Shaker Cider Stew is not something my mother concocted herself, but in my mind it is absolutely her recipe, and I think it's sort of funny how that works. I'd never read a great book and be like "it's mine now!," even if it becomes a part of who I am on a deep level. But food, it seems, is different. Make something enough times and it seems to be yours--it becomes the thing you are known for at social gatherings, to the point where your invitation to the event ends with "oh, and can you bring your (insert name of awesome dish you make that everyone loves here)?" This proprietary thing is interesting from a familial standpoint, too, where you can only pass the secret sauce recipe, grandma's fudge recipe, etc. etc. to other members of the family, as if "privileged" kitchen knowledge must be kept secret to assure that no matter what year it is or where you live, your family will always have one thing it can make better than the Joneses. Making a recipe a certain number of times is like adopting it--it becomes part of your repertoire, and you love it and care for it over the years, even though sometimes it isn't as good as you hoped. It's amazing how often I find myself saying something like, "oh, my pumpkin pie recipe calls for...," even though there's no "my" about it. That shit came off the back of the Libby's pumpkin puree can. And it was delicious.

I suspect that my mom's Shaker Cider Stew recipe is from one of the many cookbooks she had in her collection when I was growing up, but we've adopted it and been making it for almost two decades. When my mother made me a scrapbook-style "family recipes" cookbook as a Christmas gift, she included this recipe,  so as far as I'm concerned, she's claimed it. I share it with all of you as a sort of tribute to her. I hope it'll make your home smell lovely and fill your belly well.


Shaker Cider Stew

Ingredients:
2 T. all purpose flour
2 tsp. salt
1/8 tsp. pepper
2 lbs. beef stew meat, cut into 1-inch cubes
2 T. oil
2 large onions, sliced
1 c. water
1 c. apple juice or cider
2 medium rutabagas, peeled and chopped (4 cups)
6 medium carrots, chopped (3 cups)
2 T. snipped parsley
1 tsp. salt
1/2 tsp. dried marjoram, crushed
1/2 tsp. thyme
1/3 c. cold water
3 T. flous
6 small potatoes, peeled, cooked and mashed

In a paper bag, combine 2 T. flour, 2 tsp. salt, and the pepper. Add meat cubes, a few at a time, shaking to coat the meat.

In a Dutch oven or large soup pot, brown meat, half at a time in the hot oil.

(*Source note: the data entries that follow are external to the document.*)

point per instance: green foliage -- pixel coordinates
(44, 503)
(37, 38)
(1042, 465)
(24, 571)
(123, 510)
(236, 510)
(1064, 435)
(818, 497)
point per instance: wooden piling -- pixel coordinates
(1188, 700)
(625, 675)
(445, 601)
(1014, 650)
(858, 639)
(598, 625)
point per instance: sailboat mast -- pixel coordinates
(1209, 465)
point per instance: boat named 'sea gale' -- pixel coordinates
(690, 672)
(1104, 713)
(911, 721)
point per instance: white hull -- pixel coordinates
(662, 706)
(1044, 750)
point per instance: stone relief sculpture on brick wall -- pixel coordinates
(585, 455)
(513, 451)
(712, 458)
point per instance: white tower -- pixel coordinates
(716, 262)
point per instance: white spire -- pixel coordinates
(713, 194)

Return all meat to the pot. Add onions, the 1 c. of water, and apple juice or cider. Cover and simmer about 1 1/4 hours or until meat is tender. Add rutabagas, carrots, parsley, the 1 tsp. salt, the marjoram, and thyme. Cover and simmer 30 minutes or until vegetable are cooked. Blend the 1/3 c. of water and 3 T. flour; stir into the stew. Cook and stir till bubbly. Transfer to a serving bowl and spoon mashed potatoes around the edges. (also good without the mashed potatoes, and you can probably substitute turnips for rutabagas if you want, although I've never done so).